しかも、懲戒解雇は自己都合退職として扱われます。何にもいいことがないので、クビを狙うにしても懲戒解雇になるような大事だけは避けましょう。

④諭旨解雇

諭旨解雇とは、懲戒解雇にエアバッグがついたようなものだと思ってください。懲戒解雇の代わりに「君はもうこの会社にいられないよ」「大人しく退職した方がいい」と、退職を促すことでクビにするのが諭旨解雇です。

会社によっては「諭旨解雇を呑まない場合は懲戒解雇となる」と就業規則ではっきり規定している場合もあり、いずれにしても自己都合退職扱いとなります。

 

A
諭旨解雇って、要するに退職強要じゃないの?
木佐貫
諭旨解雇と退職強要は違います。諭旨解雇とは、社員が懲戒解雇レベルの問題を起こしたのに、会社が温情を与えて『普通に辞めた』扱いにしようというもの。一方、退職強要はその逆で、クビになる筋合いがないのに『自分から辞めた』と言わせるものです。

 

会社をクビになる条件とは

会社をクビになる条件とは、会社にとってその社員を雇い続けることが明らかに損失であり、どんなに手を尽くしても改善の兆しが見られないことが基本です。

具体的には会社の就業規則(または雇用契約書)に明記されています。例外的に、従業員が10人に満たない小さな会社では、解雇に関する条件が設定されていない場合があります。

通常は、

  • 無断欠勤を連発する
  • 出社せず、音信不通になる
  • 露骨に仕事をサボり続ける

など、能力以前の部分が決定打になりますが、当然次の就職活動で不利になりますし、退職理由を聞かれたら正直に話さないと経歴詐称になってしまうので、懲戒解雇などのリスクを負うことになります。

また、

  • 仕事が遅い
  • ミスが多い

程度の問題であれば、企業としては簡単にはクビに出来ないので、能力のなさをアピールするのは得策とは言えません。

そして、上司に喧嘩を売ったり、犯罪行為に走ったり、わざと大怪我をしたりといった過激な手段を取ることは、クビ云々よりもずっと大きなデメリットを伴います。

 

自分から辞めて『会社都合退職』扱いにする方法

そこで、私としては、自分から辞めて『会社都合退職』扱いにするという方法をお薦めします。この方法なら、不要な軋轢やリスクを負うことなく会社を辞めることが出来る上、失業手当の条件なども良くなります。
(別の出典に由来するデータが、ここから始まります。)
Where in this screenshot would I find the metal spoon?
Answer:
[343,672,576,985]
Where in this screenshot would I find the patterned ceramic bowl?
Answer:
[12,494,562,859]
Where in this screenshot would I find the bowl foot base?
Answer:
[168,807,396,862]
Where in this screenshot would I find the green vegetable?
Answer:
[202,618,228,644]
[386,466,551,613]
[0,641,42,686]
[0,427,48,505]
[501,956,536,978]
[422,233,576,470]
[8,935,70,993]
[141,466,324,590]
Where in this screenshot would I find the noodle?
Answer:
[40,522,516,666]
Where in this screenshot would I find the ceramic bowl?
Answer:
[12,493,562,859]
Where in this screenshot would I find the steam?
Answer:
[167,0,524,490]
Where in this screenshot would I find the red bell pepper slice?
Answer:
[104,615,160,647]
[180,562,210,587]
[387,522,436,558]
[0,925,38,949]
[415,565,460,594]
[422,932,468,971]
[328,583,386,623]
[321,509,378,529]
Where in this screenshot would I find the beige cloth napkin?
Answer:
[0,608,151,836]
これは、客観的に見て『それだったら辞めざるを得ない』と考えられる証拠を持って退職すれば、『特定受給資格者』と判定され、会社都合退職と同じ待遇で失業手当を受け取れる仕組みです。

参考資料:厚生労働省が公表する『特定受給資格者及び特定理由離職者の範囲と判断基準』

以下の要項に当てはまるものが1つでもあれば大丈夫です。

会社側に原因があるパターン

①残業や休日出勤があまりにも多い

直近6ヶ月の時間外労働が規定のラインを超えていて、労基署などからの指導があったのに改善されなかった場合に適用されます。

規定のライン
  • 3ヶ月連続で45時間
  • 1ヶ月で100時間
  • 2〜6ヶ月の平均が80時間

給与明細やタイムカードなど、月の労働時間がわかるものを準備しておいてください。残業の証拠が残らないよううやむやにされている場合は、自作で記録したものでも大丈夫です。

②給料を急激に減らされた

月の給料が従来の15%以上減らされた場合に適用されます。給与明細や雇用契約書など、給与形態と実際にもらっている給料がどうなっているのかわかるものを準備しておきましょう。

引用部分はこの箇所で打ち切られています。